Durant les moments électoraux, où les pêcheurs en eau trouble ne manquent pas, brandir la jeunesse telle une valeur en soi, pervertit le débat. Hors de ses pratiques, représentations et choix, bénéfiques ou maléfiques, la jeunesse n’existe pas. Car les frères sont là, peaufinent leurs manigances, traquent la gouvernance et ambitionnent de mener la danse, D’autres commentateurs et donneurs d’évidences évoquent le vote-sanction infligé au « système », honni, aussi, par le pugnace Harak d’Algérie. Ces deux ou trois optiques apportent leur brique à l’édification d’une  problématique. Mais le tronc commun à ces diverses appréciations paraît avoir partie liée avec une observation.

Juriste, le propulsé vers les marches du palais incarne à la fois, la droiture et le droit.

Or, depuis la Révolution, une même revendication ne cesse de monter à l’assaut des gouvernements : le droit au travail, à la dignité, à la santé, à l’égalité, à l’éducation, à une libre expression de l’opinion et à l’intégration des régions. Le droit, le droit, le droit !

Sésame ouvre-toi ! Et le constitutionnaliste répond : Me voilà, en chair et en os, disposé à satisfaire tous ces droits.

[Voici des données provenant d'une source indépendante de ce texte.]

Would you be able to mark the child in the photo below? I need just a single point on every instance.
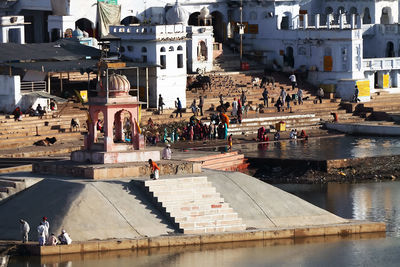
(155, 170)
(230, 142)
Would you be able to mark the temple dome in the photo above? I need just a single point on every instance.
(118, 85)
(204, 13)
(77, 33)
(177, 15)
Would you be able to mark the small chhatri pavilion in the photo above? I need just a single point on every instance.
(121, 141)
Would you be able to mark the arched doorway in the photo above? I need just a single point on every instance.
(123, 127)
(218, 26)
(366, 16)
(328, 59)
(202, 52)
(194, 19)
(340, 10)
(390, 49)
(85, 25)
(286, 19)
(386, 17)
(129, 20)
(353, 11)
(288, 58)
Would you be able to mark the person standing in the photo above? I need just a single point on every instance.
(201, 104)
(355, 97)
(24, 230)
(300, 96)
(155, 170)
(193, 107)
(234, 107)
(160, 104)
(221, 99)
(243, 98)
(178, 105)
(47, 225)
(283, 97)
(288, 99)
(320, 94)
(292, 79)
(230, 142)
(41, 234)
(265, 97)
(64, 238)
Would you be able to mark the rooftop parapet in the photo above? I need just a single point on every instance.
(302, 22)
(149, 32)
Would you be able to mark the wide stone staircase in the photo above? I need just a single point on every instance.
(193, 205)
(15, 135)
(232, 161)
(383, 106)
(308, 116)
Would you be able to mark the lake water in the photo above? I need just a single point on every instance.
(369, 201)
(363, 201)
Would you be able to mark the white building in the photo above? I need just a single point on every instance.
(340, 43)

Parmi ce vaste et occulte mélange des genres, parfois contradictoires, figure al Watad et son espoir illusoire. Marqueur des groupes sociaux outrés par un droit mené en bateau, ce parti semble jouer avec le feu de l’ambiguïté. Pour les défenseurs de Brahmi-Belaïd, un chef d’Etat assimilé au droit sera mieux à même de résoudre le problème des assassinats. Mais une telle déduction sème les germes de l’incontournable désenchantement.

Disqualifiée, —fragmentée—, la gauche ne sait plus à quel saint homme se vouer. Qu’à cela ne tienne ! Le vainqueur servira l’aubaine.

Cependant, le nouveau chef d’Etat, caressé parle parti de Ghannouchi,  ne saurait gesticuler en un lieu où ambitionne de veiller, sur tout, l’œil de Moscou. Le bâton parlera au cas où séviraient les partisans de Bourguiba.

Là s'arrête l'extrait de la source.